En un ensayo de sus últimos años Said reflexionaba sobre lo que él llamaba «las causas
perdidas». Sabía de entrada que iba a perder la batalla en la que estaba más directamente
implicado, la batalla contra la muerte, como todos nosotros, pero algo más deprisa. Para él la
causa palestina había retrocedido, y su desenlace le parecía más lejano que diez años antes. Las
pasiones étnicas, nacionales y religiosas que se había dedicado a combatir se exacerbaban cada
vez más. Desde este punto de vista, los acontecimientos desencadenados a partir del 11 de
septiembre de 2001 golpearon todavía más sus esperanzas de mejorar el mundo. Lo que Said
intentaba conseguir con sus textos, tanto en Orientalismo como en otros, era destruir los clichés y
las generalizaciones abusivas, como la de oriental, musulmán y árabe.
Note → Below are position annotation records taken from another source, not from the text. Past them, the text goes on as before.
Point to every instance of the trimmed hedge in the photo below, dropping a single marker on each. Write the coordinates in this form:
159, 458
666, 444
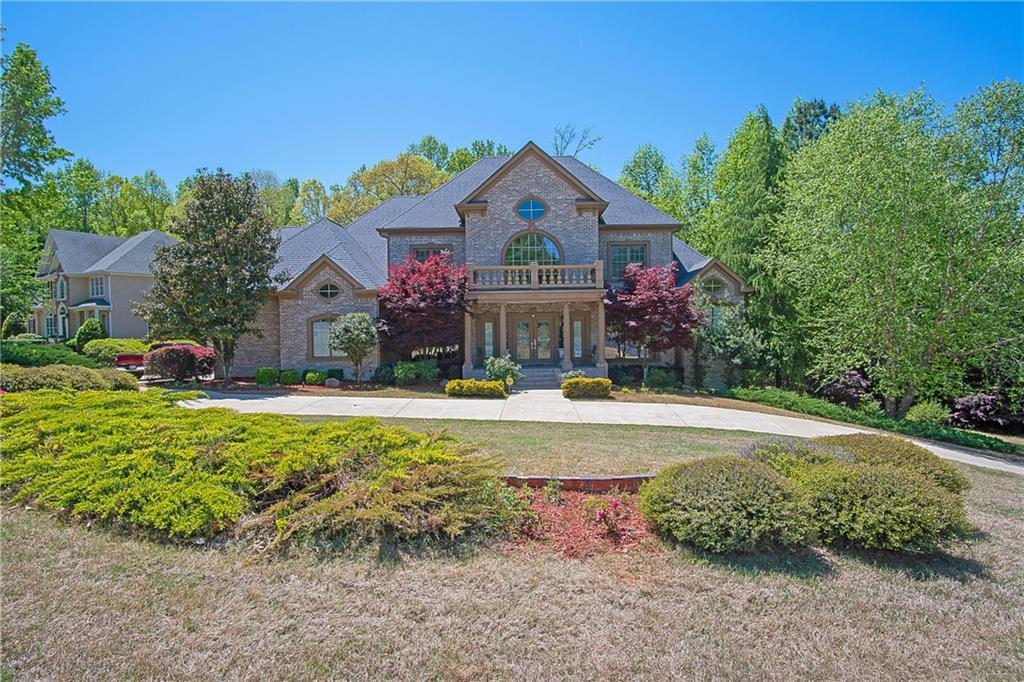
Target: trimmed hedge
34, 354
176, 472
881, 507
809, 406
894, 452
266, 376
587, 387
474, 387
314, 378
15, 379
105, 351
726, 504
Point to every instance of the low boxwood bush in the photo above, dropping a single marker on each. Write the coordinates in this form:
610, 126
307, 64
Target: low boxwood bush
791, 457
726, 504
105, 351
810, 406
314, 378
266, 376
474, 387
583, 387
290, 377
32, 354
140, 460
894, 452
882, 507
180, 361
15, 379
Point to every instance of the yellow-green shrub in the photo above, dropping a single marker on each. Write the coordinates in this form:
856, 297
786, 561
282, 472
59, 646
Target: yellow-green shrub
891, 451
882, 507
725, 504
582, 387
474, 387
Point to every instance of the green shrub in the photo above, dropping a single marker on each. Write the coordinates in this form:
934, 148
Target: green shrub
314, 378
894, 452
878, 507
791, 457
587, 388
384, 374
502, 369
266, 376
474, 387
31, 354
660, 378
810, 406
290, 377
90, 330
105, 351
725, 504
929, 412
15, 379
141, 460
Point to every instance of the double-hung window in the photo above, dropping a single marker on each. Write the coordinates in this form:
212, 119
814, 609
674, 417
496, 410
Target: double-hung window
622, 255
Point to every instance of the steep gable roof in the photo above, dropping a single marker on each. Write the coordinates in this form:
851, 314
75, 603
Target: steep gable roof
133, 255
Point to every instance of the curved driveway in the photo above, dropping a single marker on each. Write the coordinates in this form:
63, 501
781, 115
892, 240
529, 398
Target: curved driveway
549, 406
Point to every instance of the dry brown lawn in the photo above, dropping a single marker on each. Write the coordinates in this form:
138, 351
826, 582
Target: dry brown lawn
91, 603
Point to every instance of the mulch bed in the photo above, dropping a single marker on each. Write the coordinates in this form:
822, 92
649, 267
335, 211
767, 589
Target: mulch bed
571, 526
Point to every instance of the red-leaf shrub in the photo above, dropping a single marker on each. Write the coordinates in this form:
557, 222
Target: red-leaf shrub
180, 361
422, 304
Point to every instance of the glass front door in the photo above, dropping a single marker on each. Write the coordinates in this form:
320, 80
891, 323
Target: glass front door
534, 339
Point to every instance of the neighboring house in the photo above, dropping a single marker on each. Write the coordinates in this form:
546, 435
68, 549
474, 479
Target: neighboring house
540, 237
94, 276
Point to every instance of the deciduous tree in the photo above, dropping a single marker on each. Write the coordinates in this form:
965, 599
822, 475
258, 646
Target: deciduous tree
211, 284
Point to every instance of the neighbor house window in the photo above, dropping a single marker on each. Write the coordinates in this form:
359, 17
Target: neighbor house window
421, 253
622, 255
320, 334
530, 210
532, 247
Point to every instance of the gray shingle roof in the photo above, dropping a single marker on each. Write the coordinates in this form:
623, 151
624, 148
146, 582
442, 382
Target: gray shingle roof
437, 209
77, 251
133, 255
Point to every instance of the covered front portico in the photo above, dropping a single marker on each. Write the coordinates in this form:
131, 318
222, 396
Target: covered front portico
554, 329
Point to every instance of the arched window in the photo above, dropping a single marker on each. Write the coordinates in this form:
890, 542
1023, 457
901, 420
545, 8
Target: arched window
532, 247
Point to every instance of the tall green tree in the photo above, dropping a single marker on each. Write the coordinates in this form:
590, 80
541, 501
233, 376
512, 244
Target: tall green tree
211, 284
28, 98
906, 243
807, 120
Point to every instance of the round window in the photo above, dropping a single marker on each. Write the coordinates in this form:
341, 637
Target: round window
530, 210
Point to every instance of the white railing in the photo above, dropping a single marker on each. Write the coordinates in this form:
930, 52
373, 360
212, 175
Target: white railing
535, 275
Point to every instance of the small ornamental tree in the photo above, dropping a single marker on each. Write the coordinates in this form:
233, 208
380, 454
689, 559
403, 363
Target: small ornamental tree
211, 284
422, 305
649, 312
354, 335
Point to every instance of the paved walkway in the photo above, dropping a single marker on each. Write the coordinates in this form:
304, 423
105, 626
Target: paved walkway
549, 406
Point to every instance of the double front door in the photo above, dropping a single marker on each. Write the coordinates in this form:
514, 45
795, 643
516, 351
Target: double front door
535, 338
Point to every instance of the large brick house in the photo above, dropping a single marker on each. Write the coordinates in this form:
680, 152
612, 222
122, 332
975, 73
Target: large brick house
540, 236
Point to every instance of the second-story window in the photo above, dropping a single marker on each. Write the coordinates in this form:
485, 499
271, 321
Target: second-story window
622, 255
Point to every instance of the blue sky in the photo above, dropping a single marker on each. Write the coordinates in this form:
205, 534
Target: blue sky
318, 89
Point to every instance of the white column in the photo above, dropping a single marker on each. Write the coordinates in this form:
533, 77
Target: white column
566, 340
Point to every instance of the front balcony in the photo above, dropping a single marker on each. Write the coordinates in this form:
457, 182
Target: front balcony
535, 275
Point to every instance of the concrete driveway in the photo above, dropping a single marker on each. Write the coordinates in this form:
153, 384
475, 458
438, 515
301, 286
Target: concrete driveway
549, 406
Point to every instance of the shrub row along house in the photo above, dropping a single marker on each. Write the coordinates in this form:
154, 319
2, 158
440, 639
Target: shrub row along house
540, 237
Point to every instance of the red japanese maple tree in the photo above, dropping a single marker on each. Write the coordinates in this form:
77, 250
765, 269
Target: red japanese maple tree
648, 311
422, 304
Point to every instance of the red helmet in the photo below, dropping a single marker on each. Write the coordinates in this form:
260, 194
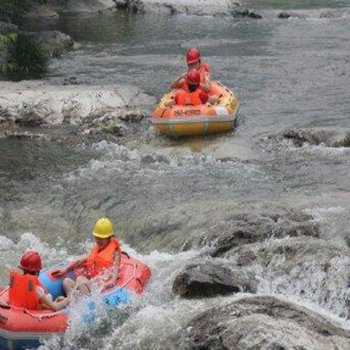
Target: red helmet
193, 76
193, 55
30, 261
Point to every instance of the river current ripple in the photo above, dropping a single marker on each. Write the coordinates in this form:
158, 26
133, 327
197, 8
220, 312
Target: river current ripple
287, 73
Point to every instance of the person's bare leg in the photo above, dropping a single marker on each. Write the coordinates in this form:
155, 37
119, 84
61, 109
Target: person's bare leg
82, 285
68, 285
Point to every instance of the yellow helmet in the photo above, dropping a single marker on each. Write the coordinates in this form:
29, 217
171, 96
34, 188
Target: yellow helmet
103, 228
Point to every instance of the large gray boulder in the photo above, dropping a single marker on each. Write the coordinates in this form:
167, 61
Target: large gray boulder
328, 136
261, 322
209, 279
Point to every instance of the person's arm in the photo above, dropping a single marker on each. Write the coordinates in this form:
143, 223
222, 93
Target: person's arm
54, 305
114, 273
70, 266
205, 86
213, 99
179, 82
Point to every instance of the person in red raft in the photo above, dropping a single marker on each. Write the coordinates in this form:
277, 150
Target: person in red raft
91, 268
192, 93
193, 58
26, 290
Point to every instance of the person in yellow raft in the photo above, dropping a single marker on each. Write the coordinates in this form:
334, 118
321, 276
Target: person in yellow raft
27, 291
105, 255
193, 58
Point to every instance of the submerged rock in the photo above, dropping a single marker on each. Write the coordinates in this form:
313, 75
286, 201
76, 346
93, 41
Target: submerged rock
283, 15
210, 279
88, 6
261, 322
243, 12
200, 7
252, 228
331, 137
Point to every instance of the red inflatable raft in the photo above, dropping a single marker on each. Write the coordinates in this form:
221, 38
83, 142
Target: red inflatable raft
22, 329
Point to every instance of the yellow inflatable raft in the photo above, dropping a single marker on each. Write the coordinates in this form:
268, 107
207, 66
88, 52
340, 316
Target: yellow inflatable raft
203, 119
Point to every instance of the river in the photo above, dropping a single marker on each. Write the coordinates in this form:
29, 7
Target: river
286, 72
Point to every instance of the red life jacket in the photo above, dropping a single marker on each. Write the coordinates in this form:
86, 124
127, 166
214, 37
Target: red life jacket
189, 98
203, 70
23, 291
99, 260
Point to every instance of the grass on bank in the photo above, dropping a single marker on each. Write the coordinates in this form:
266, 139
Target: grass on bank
22, 57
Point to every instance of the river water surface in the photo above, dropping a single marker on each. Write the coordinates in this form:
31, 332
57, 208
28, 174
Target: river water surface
286, 72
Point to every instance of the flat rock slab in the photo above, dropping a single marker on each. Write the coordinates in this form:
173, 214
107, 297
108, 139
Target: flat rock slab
38, 103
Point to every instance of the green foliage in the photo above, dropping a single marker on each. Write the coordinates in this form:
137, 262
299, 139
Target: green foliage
13, 10
22, 57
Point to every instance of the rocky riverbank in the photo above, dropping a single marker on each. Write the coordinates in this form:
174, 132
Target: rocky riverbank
92, 108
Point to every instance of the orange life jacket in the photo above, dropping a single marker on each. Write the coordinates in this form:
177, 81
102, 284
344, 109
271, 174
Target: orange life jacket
99, 260
23, 291
189, 98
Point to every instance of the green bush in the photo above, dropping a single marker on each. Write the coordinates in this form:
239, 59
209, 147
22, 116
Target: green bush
13, 10
22, 57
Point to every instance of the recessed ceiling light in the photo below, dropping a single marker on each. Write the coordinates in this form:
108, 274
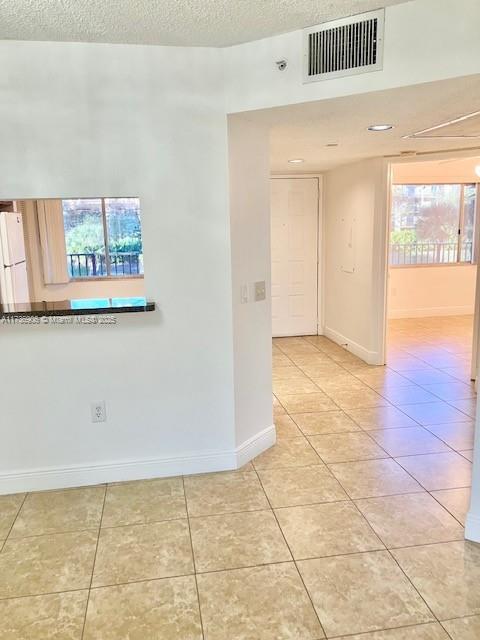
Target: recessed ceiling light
380, 127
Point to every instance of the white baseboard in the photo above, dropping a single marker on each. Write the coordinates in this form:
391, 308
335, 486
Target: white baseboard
430, 312
80, 476
256, 445
472, 527
370, 357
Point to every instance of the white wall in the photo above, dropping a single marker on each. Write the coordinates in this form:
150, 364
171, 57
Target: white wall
89, 119
425, 40
355, 192
415, 292
252, 326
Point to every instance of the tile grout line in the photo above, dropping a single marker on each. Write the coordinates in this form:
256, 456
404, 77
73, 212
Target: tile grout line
193, 560
292, 556
94, 561
13, 523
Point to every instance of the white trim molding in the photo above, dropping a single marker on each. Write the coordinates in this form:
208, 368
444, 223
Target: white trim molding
370, 357
87, 475
430, 312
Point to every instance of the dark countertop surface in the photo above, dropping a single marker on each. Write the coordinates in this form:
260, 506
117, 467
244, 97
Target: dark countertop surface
78, 307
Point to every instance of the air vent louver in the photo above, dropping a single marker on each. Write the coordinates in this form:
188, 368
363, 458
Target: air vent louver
344, 47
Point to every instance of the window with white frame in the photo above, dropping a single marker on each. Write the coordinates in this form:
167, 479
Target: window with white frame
103, 237
432, 224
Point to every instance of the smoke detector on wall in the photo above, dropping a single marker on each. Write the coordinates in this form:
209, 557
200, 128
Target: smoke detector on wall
344, 47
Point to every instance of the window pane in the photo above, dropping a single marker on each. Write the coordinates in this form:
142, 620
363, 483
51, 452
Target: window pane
84, 237
469, 195
424, 224
124, 236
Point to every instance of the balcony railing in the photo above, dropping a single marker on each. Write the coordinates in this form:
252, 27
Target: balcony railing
430, 253
94, 265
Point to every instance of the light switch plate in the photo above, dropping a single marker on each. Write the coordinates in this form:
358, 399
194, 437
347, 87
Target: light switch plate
260, 293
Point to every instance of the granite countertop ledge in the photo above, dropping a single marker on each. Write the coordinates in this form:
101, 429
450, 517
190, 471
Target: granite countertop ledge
105, 306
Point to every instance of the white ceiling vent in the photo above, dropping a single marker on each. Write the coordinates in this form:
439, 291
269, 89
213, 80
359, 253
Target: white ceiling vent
344, 47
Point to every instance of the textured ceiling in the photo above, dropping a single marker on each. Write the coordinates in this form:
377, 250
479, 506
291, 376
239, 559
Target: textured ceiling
215, 23
303, 131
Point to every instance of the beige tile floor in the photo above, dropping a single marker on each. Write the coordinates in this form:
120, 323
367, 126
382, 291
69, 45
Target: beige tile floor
350, 527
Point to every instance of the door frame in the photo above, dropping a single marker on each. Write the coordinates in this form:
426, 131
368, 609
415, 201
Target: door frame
320, 289
382, 244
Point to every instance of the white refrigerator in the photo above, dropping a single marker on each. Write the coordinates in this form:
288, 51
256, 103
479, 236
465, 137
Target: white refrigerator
13, 266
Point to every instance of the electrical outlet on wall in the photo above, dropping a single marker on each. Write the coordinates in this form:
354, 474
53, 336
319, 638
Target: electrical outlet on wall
99, 411
260, 292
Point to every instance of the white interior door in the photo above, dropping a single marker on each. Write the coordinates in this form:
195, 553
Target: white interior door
294, 239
Pero el talante bélico que se
instauró, al parecer de forma duradera, tras los atentados, tanto en gran parte del mundo del que
Said era originario como en su patria de adopción, favorece el maniqueísmo visceral, la
estigmatización sin matices del enemigo y el encierro de todo individuo en una categoría a la que
en lo sucesivo está condenado a pertenecer. Los «malvados árabes» de los unos encuentran su
equivalencia en los «malvados estadounidenses» de los otros. Quienes se designan a sí mismos
como expertos disertan en páginas y páginas de periódicos, día tras día en la televisión, sobre el
carácter presuntamente inmutable de los unos o los otros. Las taras que denuncia Orientalismo sin
duda son ahora más graves que en la época en que apareció.

¿A qué agarrarse cuando descubre uno que es el defensor de tantas causas perdidas? Said
citaba de pasada una frase de Romain Rolland en la que se reconocía, que aludía al «pesimismo de
la inteligencia y el optimismo de la voluntad».[23] ¿Seguir actuando, frente y contra todo, pese a
las advertencias de la razón? También mencionaba una frase de Adorno que en último término
apuesta por la universalidad humana: la idea que se ha pensado una vez con justicia, aunque no
lleve a la victoria, no podrá ser vencida; necesariamente volverá a aparecer y la retomarán otros
hombres en otros tiempos y lugares. Said llegaba a la conclusión de que si una causa era justa,
nunca se pierde definitivamente, porque pasa, cual antorcha, de un individuo a otro.

Yo añadiría que hizo algo más que legar sus causas a los que quisieran retomar la llama.
Convirtió en obra su manera de vivir los últimos años de su vida. No se trata de que se negara a
admitir la situación inicial que el azar reparte a cada uno de nosotros. Al contrario, su itinerario
anterior lo había ya llevado a rechazar la vulgata existencialista según la cual el hombre sólo es
producto de su voluntad y de sus elecciones, y a asumir que era lo que era por razones que poco
dependían de él: un palestino exiliado, un neoyorquino jovial, un profesor de literatura, un
comentarista político y un hombre que amaba y se ponía furioso. También aceptó su enfermedad,
con los cambios que le impuso e incluso las inflexiones que daba a su trabajo biográfico, porque a
menudo no era él, sino ella la que decidía cuándo y cómo podía escribir. Sin embargo, aunque su
conciencia aceptaba lo que no dependía de su voluntad, Said logró superar su yo anterior; alcanzar
y contar la verdad de su ser y esculpir su vida como si de una obra se tratase. Por eso se convirtió
en un individuo universal, un ser particular cuyo destino, que él mismo interpretó, interpela a
todos los demás individuos. No sabemos si, cuando doblen las campanas para cada uno de
nosotros, sabremos encontrar las fuerzas necesarias para hacer lo mismo, pero podemos pensar
en él y en lo que consiguió consigo mismo, que sirvió para hacer el mundo un poco mejor y con
más sentido.

Por todo ello Edward Said merece nuestra gratitud.